Em Bracher, a arte é um grande “exercício humano e espiritual”. Demonstra a beleza e o mistério do espírito humano, em que “a sensibilidade, como capacidade de perceber e emocionar-se”, é condição fundamental: “É o ato inaugural”, diz Bracher. “Pode ser aprimorado pela cultura”, diz, mas com a advertência de que o processo educacional nunca poderá ser autoritário ou limitativo das eclosões instintivas. Na boa escola de arte, o aluno deve suplantar o professor, indo além dos processos de padronização e universalização, ou de implantar um conhecimento único, características inerentes ao que se chama educar. “Os eixos culturais são nossos signos condicionantes. Mas que precisam ser detonados para se conseguir canais de expressão. É algo que tem a ver com a afirmativa de que cante sua província e serás universal, se mantida a sua singularidade ou matricidade”.

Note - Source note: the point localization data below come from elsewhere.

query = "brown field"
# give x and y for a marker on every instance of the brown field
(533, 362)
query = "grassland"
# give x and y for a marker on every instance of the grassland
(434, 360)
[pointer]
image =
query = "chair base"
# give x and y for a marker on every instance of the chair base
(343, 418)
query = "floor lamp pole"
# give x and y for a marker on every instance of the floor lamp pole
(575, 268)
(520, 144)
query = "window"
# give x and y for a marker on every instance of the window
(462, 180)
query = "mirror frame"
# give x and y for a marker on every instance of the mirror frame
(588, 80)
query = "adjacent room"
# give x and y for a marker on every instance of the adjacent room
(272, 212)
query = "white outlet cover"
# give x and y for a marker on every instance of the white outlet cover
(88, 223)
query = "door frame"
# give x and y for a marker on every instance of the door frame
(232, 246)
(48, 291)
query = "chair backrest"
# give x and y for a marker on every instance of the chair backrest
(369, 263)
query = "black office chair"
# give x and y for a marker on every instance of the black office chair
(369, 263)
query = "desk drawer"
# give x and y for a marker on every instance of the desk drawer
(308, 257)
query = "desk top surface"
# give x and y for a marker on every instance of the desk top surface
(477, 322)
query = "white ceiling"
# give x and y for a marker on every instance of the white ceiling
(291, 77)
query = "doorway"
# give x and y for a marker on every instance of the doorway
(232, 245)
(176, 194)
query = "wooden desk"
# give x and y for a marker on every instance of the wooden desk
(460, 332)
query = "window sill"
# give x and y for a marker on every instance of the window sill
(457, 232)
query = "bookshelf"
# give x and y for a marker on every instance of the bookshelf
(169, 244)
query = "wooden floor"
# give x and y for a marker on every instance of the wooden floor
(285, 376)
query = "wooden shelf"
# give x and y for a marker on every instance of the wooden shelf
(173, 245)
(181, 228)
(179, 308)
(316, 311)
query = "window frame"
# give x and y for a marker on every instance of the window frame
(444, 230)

O artista será sempre um ser em perplexidade: “Tem uma dor permanente decorrente de não ser o que gostaria de ser. Vive momentos de tristeza e alegria, ambos sendo condição para a arte”. Mas não será possível irromper o processo criativo sem “a desconstrução, palavra-chave do nosso mundo em transformação, que só se realiza a partir de um “inconformismo”, gerador de energia interna, que se exterioriza em impulsos criativos”. É algo como desprender-se do padronizado, do comum, propiciando a paixão explosiva.
Com uma nova trajetória artística, Carlos Bracher trabalha intensamente. Escreveu um “roteiro da sensibilidade” sobre Ouro Preto, com pinturas em guache expressando sua visão sobre a velha cidade. Completou a Série Brasília e publicou livro com texto e pinturas exaltando a cidade de Juscelino, Niemeyer e Lúcio Costa. Realizou exposições, nos últimos três meses, no Museu da República, em Brasília, na Abadia de Meumunster, em Luxemburgo, no Palácio dos Governadores, em Burges, na Bélgica, na Galeria da Embaixada Brasileira, em Buxelas, e prepara mostras em Frankfurt, Zurik, Oslo e Praga.